Читаем Театральная история полностью

– Правда воссияла! Вот что главное! – воскликнул отец Никодим и с тоской почувствовал, что все меньше верит сам себе. Там, на амвоне, он был герой, он был трагик, он был правдооткрыватель. А сейчас? Священник, создавший себе грозного врага. Запуганный человечек, ищущий щель, чтобы спрятаться.

– Боже мой, боже мой, как грустна вечерняя земля, – неизвестно почему сказал растерянный священник.

Ни господин Ганель, ни псаломщик Фома не обратили внимания на неуместность сказанного. Отец Никодим нервно, быстро погладил свою рыжеватую бороду, что делал только в минуты крайнего волнения.

– Фома! – зашептал он псаломщику. – Поезжай с ними на кладбище. А я удалюсь. А попросту говоря, убегу.

– Ну, я же, я… – забормотал Фома. – Я же никогда сам…

– Начинай путь свой! – вдруг снова воодушевился отец Никодим. – Ступай, милый, ступай, кроткий! Неси слово Христово! И спасай брата своего. Дай ему уйти от врага.

Господин Ганель потянул священника за рукав рясы. Отец Никодим перекрестил Фому, хотел сказать что-то очень возвышенное, но услышал шепот карлика:

– Драпаем, батюшка, драпаем!

Возникшая суета помогла карлику хотя бы временно не думать о смерти Сергея. Потому он и выбрал такое развязное слово «драпаем», чтобы с его помощью вырвать себя из тоски. Убедить себя, что попадает в захватывающий сюжет.

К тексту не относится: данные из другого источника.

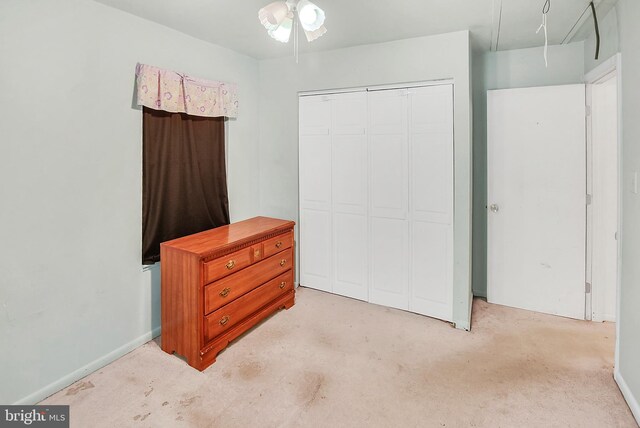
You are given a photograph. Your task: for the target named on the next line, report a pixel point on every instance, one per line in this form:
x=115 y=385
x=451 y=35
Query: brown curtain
x=184 y=184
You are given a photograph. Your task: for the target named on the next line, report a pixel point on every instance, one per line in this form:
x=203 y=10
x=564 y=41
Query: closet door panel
x=432 y=267
x=389 y=263
x=349 y=174
x=349 y=203
x=315 y=181
x=315 y=249
x=432 y=177
x=388 y=176
x=314 y=115
x=388 y=153
x=315 y=192
x=431 y=213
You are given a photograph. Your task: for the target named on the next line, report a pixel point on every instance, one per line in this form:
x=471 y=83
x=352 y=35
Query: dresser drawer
x=226 y=265
x=226 y=317
x=227 y=289
x=276 y=244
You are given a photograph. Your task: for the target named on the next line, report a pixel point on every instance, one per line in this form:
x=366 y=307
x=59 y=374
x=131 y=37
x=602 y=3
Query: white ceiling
x=507 y=24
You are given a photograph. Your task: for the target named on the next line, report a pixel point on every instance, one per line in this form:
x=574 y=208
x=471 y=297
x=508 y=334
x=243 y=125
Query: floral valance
x=178 y=93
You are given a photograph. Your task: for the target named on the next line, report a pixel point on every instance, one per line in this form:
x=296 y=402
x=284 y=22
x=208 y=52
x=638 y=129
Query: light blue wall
x=73 y=295
x=502 y=70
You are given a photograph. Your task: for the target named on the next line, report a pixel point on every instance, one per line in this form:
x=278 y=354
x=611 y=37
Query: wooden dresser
x=217 y=284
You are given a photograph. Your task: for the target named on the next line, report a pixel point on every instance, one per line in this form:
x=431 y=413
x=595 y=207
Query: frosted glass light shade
x=283 y=32
x=311 y=16
x=273 y=15
x=312 y=35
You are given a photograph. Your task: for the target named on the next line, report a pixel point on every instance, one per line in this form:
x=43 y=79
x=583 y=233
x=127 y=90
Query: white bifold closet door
x=376 y=197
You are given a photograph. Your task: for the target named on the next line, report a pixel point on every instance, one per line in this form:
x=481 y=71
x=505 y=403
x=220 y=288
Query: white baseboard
x=67 y=380
x=628 y=395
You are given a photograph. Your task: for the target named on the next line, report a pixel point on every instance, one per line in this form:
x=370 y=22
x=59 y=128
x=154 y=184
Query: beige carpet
x=336 y=362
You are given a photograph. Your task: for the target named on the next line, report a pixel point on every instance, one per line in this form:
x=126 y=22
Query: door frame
x=604 y=71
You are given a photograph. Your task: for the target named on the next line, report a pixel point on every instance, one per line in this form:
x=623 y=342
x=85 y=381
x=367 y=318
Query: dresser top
x=203 y=243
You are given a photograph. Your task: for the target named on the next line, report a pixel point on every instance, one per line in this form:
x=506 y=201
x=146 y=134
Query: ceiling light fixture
x=281 y=18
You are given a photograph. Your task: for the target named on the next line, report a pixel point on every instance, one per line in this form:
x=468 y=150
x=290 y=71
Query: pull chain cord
x=545 y=10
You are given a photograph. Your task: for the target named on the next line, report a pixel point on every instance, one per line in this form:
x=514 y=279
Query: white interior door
x=537 y=199
x=389 y=228
x=315 y=192
x=431 y=201
x=349 y=202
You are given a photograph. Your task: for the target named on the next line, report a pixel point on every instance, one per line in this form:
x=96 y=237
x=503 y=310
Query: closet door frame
x=331 y=238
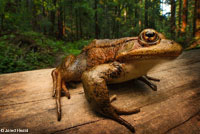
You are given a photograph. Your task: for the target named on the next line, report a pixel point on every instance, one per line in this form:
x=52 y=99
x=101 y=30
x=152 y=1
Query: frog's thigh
x=96 y=91
x=97 y=94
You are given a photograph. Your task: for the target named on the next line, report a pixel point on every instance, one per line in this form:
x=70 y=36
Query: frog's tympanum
x=113 y=61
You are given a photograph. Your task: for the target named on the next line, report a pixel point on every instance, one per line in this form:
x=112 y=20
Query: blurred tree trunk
x=2 y=21
x=44 y=12
x=179 y=17
x=196 y=27
x=146 y=6
x=184 y=16
x=77 y=27
x=34 y=19
x=61 y=23
x=53 y=19
x=173 y=19
x=96 y=20
x=140 y=19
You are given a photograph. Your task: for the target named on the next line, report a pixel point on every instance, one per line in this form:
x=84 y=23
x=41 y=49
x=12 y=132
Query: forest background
x=37 y=34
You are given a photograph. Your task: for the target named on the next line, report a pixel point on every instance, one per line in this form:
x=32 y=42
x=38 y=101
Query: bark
x=146 y=14
x=184 y=16
x=173 y=19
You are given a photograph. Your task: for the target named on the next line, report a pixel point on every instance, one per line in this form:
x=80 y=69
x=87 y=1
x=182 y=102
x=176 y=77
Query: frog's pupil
x=150 y=34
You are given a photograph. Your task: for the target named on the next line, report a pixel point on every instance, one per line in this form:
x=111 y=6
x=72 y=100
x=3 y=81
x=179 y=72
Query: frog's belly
x=135 y=70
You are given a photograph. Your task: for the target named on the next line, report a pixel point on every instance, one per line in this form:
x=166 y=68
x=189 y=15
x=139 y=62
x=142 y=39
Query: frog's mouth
x=166 y=49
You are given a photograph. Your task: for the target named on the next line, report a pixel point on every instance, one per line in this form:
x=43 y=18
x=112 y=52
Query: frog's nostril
x=150 y=34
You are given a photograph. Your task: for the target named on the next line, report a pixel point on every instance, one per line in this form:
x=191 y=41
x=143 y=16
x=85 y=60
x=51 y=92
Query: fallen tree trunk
x=26 y=102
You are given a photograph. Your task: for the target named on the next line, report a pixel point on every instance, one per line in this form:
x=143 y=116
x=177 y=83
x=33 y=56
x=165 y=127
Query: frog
x=110 y=61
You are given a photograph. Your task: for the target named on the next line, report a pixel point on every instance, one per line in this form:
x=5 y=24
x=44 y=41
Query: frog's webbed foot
x=97 y=94
x=146 y=79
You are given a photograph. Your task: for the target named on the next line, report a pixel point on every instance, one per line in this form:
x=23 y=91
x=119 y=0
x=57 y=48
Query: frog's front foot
x=146 y=79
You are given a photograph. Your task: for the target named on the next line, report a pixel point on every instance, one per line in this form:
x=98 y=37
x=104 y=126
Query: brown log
x=26 y=102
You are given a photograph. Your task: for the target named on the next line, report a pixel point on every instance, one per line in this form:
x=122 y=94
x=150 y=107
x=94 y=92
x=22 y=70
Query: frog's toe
x=152 y=78
x=65 y=90
x=149 y=83
x=122 y=111
x=113 y=98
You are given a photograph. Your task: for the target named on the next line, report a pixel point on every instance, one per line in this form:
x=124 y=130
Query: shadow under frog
x=107 y=61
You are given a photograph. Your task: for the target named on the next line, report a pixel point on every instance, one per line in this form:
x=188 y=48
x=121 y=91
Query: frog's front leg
x=60 y=75
x=96 y=91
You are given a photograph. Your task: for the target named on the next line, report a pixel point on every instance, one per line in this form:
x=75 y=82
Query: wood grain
x=26 y=102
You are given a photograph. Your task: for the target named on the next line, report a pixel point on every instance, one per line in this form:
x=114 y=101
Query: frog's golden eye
x=149 y=37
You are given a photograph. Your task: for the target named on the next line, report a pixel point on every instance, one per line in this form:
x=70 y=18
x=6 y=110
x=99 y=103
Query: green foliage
x=31 y=50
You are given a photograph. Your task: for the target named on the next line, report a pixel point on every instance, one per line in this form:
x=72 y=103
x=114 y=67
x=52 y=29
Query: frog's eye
x=148 y=37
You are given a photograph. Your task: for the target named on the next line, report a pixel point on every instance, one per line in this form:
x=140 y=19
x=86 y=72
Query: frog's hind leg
x=97 y=94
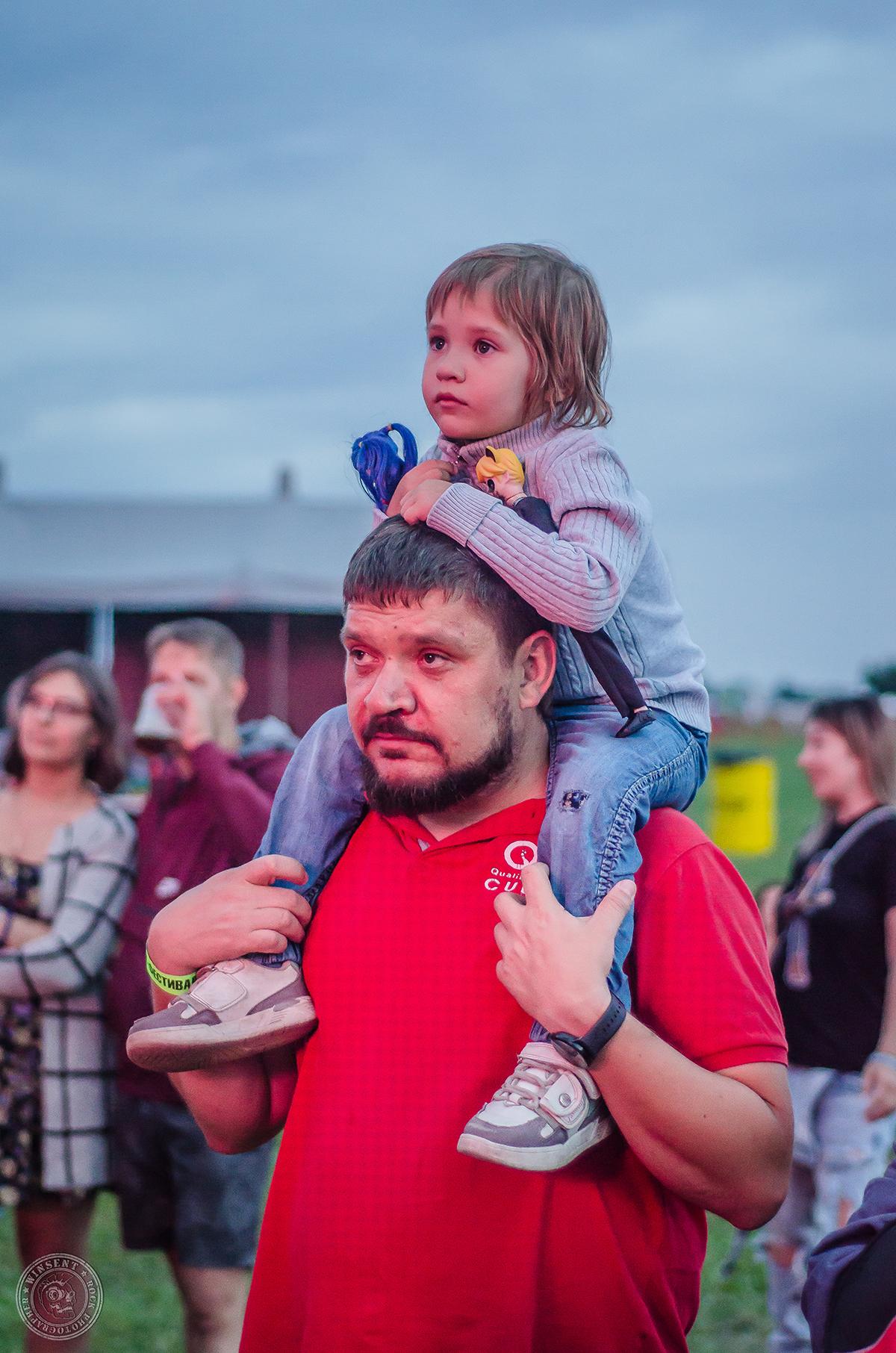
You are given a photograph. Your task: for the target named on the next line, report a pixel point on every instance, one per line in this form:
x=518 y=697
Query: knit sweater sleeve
x=579 y=574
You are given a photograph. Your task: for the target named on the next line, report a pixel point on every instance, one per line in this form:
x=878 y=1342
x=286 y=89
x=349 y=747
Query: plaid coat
x=84 y=885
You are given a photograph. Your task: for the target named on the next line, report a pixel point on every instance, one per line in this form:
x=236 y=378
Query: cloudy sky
x=220 y=221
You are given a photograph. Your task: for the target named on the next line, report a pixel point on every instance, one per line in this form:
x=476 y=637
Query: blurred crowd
x=84 y=869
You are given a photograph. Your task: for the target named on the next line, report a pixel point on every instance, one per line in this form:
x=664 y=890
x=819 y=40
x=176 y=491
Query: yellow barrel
x=744 y=804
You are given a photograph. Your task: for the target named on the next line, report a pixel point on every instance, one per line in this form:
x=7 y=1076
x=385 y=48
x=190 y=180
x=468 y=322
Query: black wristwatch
x=582 y=1051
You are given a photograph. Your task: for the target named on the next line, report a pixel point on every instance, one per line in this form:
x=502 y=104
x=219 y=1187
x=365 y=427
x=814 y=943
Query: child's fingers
x=267 y=942
x=281 y=921
x=266 y=869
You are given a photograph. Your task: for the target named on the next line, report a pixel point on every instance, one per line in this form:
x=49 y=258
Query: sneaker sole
x=213 y=1045
x=541 y=1158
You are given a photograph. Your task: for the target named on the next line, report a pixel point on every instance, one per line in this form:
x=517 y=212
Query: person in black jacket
x=850 y=1290
x=834 y=966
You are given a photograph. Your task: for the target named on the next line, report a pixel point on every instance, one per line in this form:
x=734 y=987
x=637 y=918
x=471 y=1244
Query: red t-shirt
x=381 y=1238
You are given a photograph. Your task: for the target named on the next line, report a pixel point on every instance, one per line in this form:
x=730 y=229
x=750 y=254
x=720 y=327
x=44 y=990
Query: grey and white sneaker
x=544 y=1115
x=233 y=1010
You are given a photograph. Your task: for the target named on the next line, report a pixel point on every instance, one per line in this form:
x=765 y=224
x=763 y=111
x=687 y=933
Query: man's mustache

– Вы не упадете в рясе? – спросил карлик.

Эта шутка была лишней. Господин Ганель, хоть и чувствовал почти нежность к совершившему геройский поступок священнику, все равно чуть-чуть наслаждался его униженным положением. Еще сильна была память о том, как отец Никодим уничтожал их общее дело, как вредил Сильвестру и театру. Священник это понимал, а потому сказал кротко:

– Не упаду.

Господин Ганель молча потянул батюшку за рукав рясы.

Сильвестр с изумлением наблюдал, как господин Ганель уводит отца Никодима. Да, вот теперь батюшка заслужил аплодисменты. С удовлетворением он отметил, что атакующий театр произвел невероятный эффект. Пусть не с первого раза, но произвел. Не взять ли отца Никодима в труппу атакующего театра? Но, наблюдая, как властно господин Ганель тащит священника к выходу и как растерянно тот озирается по сторонам, он понял, что разыскать одаренного батюшку в ближайшее время ему не удастся. «Значит, – подумал Сильвестр, – он начнет одинокое театральное служение. Примет театральную схиму. Станет, прости Господи, священником-перформером».

Отец Никодим вдруг остановился. Захотел попрощаться с храмом, где прослужил долгие годы. Господин Ганель понял это и отпустил его рукав. Потом решил, что все-таки надежнее не отпускать, и снова цепко схватил черную ткань…

Наташа и Александр вышли из храма. На улице похолодало. Когда они заходили в церковь, ветер был на несколько градусов добрее.

– Ты веришь? – спросила Наташа.

– В убийство? Я и в смерть его пока не могу поверить.

– Мы же не поедем на кладбище?

– Нет… нет.

Александр не решался сказать, что нагромождение тяжелых событий вызвало у него атрофию чувств. Наташа поняла его без слов, потому что чувствовала то же самое. Не было скорби, не было даже глубокого изумления. Оба испытывали чувство, похожее на растерянность.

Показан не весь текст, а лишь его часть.